Thursday afternoon the World Bank alone held major events on the importance of protecting women’s economic rights, meeting universal education goals, and incorporating the value of ecosystems into economic analysis. The IMF had its own agenda underway as well.
It’s a huge week also for the think tanks – with the Brookings Institution, the Peterson Institute for International Economics, the Bertelsmann Foundation and others battling for attention, and so many central bank governors and finance ministers lined up to speak they all sort of cancel each other out.
Why give Mark Carney, of Britain by way of Canada, any more credence than Lorenzo Bini-Smaghi, late of the European Central Bank but now a free agent? Is that Stan Fischer at the coffee stand? Which of a half dozen possible governments is he working for now?

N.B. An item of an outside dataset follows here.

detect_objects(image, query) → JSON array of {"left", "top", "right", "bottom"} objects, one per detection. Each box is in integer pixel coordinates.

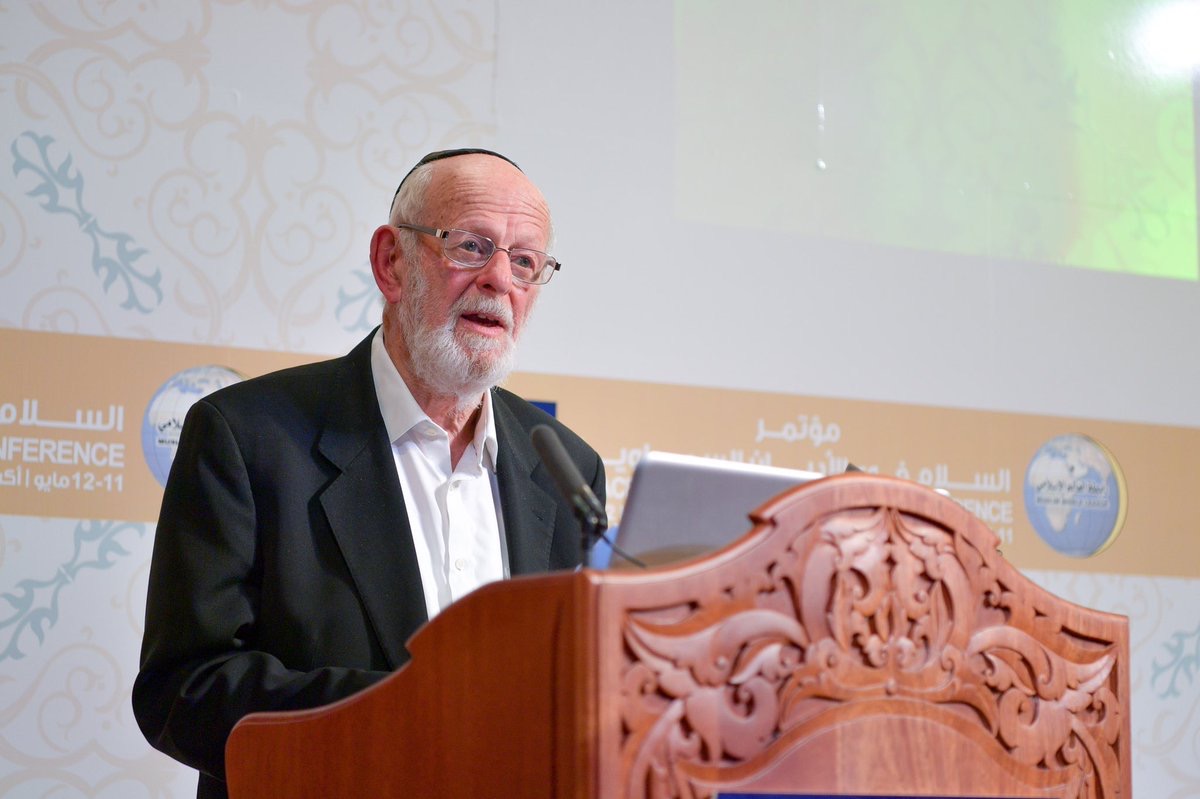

Work does get done. Communiques will be issued by the World Bank and the IMF, and other organizations like the Group of 20 major economic powers and the G24 committee of developing nations. They may even be of substance. Kim, for example, is expecting an endorsement of his broad strategic goals for the bank; the G24 endorsed a plan by Brazil, Russia, India, China and South Africa – the so-called BRICS nations – to set up their own development bank as a complement/competitor to the World Bank.
But the real value may be at a quieter level beyond all the panel discussions and photo ops.
Outside the public eye, people like Kim, Lagarde and Lew are holding dozens of one-on-one meetings – “speed dating” is how former Treasury official Scott Morris, now an analyst at the Center for Global Development, refers to it. It’s in those sessions that Egypt tries to make progress on a hoped-for IMF loan, or Indonesian minister Mari Pangestu lobbies to become director general of the World Trade Organization, or U.S. officials get private estimates of China's shale gas reserves.
That is the grunt work of economic diplomacy that won’t be broadcast on the jumbotron that the World Bank has erected outside its headquarters.
That’s reserved for advice on global warming.